Venessa Mills' mother, Dawn Lewis, told the judge she soon became "concerned" about her daughter's involvement with the church and its effect on her grandchildren. The church was described by as a "cult" by former members, according to court documents. "Sound Doctrine is not a healthy place for kids to grow up," former member Tina Wasik testified. "It is run by fear and manipulation." Referring to the church's leaders, Tim and Carla Williams, Wasik said, "Timothy and Carla manage to ruin relationships between man and wife and parents and kids."

Jessica Gambill, another former church member and acquaintance of Venessa Mills, testified that Tim Williams made several inappropriate sexual comments about girls as young as 4 years old.

"After I joined Sound Doctrine, Tim Williams told me that my oldest daughter (then age 12) was the kind of girl men would take advantage of, that my middle daughter (then age 7) was the kind of girl that would sleep with any guy, and that my youngest daughter (age 4) was the kind of girl that would use her looks to seduce men," Gambill testified.

The accusations against Sound Doctrine were denied by church officials and in affidavits filed by Venessa Mills' attorney. "They're completely false," Malcolm Fraser, an assistant pastor for Sound Doctrine, said of the accusations. "Clearly someone has an ax to grind with the church."

Attempts to reach Thomas Mills were unsuccessful. Calls to his attorney, Jaye Meyer, were not returned.

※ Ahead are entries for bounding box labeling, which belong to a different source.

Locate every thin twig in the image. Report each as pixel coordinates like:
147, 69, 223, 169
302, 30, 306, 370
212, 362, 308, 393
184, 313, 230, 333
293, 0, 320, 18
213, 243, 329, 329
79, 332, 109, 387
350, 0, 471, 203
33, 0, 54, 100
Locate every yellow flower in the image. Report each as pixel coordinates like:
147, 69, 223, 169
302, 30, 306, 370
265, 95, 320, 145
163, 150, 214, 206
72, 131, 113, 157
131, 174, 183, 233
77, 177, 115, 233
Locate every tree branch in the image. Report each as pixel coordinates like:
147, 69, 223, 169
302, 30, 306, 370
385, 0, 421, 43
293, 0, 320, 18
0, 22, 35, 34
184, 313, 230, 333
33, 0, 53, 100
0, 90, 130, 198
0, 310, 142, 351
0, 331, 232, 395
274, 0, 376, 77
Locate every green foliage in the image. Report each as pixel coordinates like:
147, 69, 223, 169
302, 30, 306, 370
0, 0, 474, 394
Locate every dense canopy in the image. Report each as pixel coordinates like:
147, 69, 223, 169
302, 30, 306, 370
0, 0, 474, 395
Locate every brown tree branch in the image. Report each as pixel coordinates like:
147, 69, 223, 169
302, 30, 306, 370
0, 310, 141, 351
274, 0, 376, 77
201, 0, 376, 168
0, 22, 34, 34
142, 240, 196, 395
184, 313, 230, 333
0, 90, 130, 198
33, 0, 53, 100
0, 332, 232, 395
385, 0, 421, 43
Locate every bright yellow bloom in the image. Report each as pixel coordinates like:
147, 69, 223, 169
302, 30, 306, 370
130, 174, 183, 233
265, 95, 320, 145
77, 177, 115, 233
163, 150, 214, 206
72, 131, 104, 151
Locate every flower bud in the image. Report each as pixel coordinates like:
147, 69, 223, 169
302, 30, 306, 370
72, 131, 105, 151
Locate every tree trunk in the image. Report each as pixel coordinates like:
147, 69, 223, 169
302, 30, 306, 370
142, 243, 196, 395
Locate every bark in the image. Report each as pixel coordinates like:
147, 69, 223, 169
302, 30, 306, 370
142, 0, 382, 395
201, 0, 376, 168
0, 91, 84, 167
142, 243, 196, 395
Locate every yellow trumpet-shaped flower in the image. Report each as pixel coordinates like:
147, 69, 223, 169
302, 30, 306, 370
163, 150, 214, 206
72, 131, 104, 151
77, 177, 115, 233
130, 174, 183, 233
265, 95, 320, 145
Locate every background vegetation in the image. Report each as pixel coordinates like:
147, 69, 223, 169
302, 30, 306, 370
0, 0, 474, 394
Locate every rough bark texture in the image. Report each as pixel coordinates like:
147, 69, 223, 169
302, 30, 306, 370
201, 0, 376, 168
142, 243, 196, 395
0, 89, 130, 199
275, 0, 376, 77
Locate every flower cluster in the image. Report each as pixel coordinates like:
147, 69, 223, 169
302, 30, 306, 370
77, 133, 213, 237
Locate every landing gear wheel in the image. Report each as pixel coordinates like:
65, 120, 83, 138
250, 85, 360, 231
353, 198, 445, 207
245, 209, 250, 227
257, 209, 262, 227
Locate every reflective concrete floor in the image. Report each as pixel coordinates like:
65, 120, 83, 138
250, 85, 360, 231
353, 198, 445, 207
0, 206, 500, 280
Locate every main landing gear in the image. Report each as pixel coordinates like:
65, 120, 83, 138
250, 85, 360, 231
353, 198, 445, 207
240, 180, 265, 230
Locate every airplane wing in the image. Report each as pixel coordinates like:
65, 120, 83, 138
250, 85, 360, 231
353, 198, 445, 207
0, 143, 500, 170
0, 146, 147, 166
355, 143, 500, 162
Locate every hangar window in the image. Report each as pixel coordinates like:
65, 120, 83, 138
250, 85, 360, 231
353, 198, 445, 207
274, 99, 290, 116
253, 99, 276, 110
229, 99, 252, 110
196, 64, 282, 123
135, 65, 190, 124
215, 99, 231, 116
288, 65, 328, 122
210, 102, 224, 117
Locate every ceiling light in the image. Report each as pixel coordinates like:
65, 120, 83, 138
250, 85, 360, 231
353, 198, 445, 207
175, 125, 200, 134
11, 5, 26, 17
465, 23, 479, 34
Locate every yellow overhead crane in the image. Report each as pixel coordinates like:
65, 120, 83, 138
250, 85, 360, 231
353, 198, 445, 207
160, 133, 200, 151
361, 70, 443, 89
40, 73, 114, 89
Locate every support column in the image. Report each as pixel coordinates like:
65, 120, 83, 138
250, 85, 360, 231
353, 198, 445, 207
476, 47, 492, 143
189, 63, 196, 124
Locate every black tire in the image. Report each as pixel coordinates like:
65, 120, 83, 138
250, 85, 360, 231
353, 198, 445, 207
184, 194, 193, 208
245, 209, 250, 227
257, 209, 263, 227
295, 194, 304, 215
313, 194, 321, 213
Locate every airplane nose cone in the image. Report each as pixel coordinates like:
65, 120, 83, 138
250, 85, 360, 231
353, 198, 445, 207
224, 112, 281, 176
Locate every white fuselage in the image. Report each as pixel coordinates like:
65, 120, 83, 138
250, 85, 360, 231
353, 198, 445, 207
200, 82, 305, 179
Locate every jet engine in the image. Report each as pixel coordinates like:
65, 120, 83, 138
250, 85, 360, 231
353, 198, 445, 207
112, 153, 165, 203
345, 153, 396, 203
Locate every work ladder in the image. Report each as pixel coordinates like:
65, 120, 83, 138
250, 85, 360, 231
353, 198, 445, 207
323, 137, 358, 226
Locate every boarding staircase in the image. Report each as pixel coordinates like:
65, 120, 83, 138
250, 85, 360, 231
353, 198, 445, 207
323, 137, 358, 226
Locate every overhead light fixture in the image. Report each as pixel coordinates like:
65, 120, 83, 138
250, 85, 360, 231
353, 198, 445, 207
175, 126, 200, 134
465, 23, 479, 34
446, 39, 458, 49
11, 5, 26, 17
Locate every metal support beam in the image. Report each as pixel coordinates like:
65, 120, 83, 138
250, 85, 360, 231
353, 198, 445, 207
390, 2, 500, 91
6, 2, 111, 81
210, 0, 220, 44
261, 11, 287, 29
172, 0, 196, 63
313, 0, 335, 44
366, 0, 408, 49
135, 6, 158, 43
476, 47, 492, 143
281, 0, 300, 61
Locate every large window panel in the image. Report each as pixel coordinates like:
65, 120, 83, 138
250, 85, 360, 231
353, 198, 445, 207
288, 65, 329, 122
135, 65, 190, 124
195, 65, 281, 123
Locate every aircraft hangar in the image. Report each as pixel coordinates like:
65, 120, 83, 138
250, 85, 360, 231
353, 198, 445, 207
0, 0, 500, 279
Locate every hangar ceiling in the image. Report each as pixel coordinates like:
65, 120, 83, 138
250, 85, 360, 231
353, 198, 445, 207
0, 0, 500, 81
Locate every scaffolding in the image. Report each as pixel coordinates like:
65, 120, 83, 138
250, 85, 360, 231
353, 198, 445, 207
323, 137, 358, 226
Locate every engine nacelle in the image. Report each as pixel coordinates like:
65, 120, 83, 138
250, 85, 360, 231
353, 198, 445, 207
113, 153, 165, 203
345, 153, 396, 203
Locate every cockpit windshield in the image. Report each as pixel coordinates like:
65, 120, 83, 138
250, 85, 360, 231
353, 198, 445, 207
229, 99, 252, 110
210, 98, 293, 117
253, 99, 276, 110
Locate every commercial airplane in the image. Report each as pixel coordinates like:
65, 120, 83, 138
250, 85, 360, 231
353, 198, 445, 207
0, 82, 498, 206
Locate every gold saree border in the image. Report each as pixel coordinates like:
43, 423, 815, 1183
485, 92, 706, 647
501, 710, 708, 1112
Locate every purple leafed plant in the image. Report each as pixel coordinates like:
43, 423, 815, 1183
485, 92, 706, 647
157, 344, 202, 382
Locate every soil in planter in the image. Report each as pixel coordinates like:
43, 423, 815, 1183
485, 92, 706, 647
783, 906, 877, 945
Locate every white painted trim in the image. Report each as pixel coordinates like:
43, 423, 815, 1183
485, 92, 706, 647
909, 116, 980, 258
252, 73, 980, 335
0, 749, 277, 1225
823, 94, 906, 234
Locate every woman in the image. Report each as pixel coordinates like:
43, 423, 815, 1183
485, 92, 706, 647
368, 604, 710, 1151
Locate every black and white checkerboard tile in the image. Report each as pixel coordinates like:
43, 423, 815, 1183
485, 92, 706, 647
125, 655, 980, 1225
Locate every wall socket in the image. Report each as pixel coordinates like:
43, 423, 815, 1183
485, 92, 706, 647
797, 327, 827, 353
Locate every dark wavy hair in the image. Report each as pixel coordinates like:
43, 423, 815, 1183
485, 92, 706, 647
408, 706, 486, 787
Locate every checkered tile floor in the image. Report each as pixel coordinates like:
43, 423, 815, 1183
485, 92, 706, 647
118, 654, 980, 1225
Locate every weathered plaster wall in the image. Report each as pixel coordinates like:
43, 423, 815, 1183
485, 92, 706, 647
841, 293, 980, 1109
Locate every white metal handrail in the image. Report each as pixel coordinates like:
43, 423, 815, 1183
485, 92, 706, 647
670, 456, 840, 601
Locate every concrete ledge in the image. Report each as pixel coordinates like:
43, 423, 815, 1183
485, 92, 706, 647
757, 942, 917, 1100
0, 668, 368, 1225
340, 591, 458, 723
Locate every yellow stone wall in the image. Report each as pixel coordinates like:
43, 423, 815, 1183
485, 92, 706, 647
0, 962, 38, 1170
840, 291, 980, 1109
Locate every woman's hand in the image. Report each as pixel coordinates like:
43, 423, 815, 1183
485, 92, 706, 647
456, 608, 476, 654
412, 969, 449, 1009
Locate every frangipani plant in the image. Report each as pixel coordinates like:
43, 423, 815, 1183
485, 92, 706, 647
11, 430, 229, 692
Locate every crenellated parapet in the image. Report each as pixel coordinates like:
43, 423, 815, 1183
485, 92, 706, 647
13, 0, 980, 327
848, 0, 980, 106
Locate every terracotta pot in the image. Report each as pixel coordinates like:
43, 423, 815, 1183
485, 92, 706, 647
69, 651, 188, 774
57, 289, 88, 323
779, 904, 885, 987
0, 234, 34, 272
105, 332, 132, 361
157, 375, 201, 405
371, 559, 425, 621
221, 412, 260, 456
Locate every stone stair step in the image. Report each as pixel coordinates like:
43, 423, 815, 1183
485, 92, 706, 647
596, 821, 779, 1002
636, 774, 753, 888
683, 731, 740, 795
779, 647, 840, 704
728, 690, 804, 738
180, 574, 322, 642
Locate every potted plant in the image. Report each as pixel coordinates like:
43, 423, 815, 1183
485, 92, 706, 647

The judge indicated that his ruling had nothing to do with Venessa Mills' religious beliefs - and rather that her husband should be allowed to "expose their children to more than just the experiences that [she] desires" - supporters say Venessa Mills was wronged.

Robyn Williams, a home-school mother who has chronicled the divorce proceedings at, accused Mangum of attacking both Venessa Mills' character and her church. "He is diverting attention from his own biased decision and is attacking the church because he knows he's wrong," Williams told "If the roles were reversed, do you really think the judge would have ordered them to be subjected to home schooling?"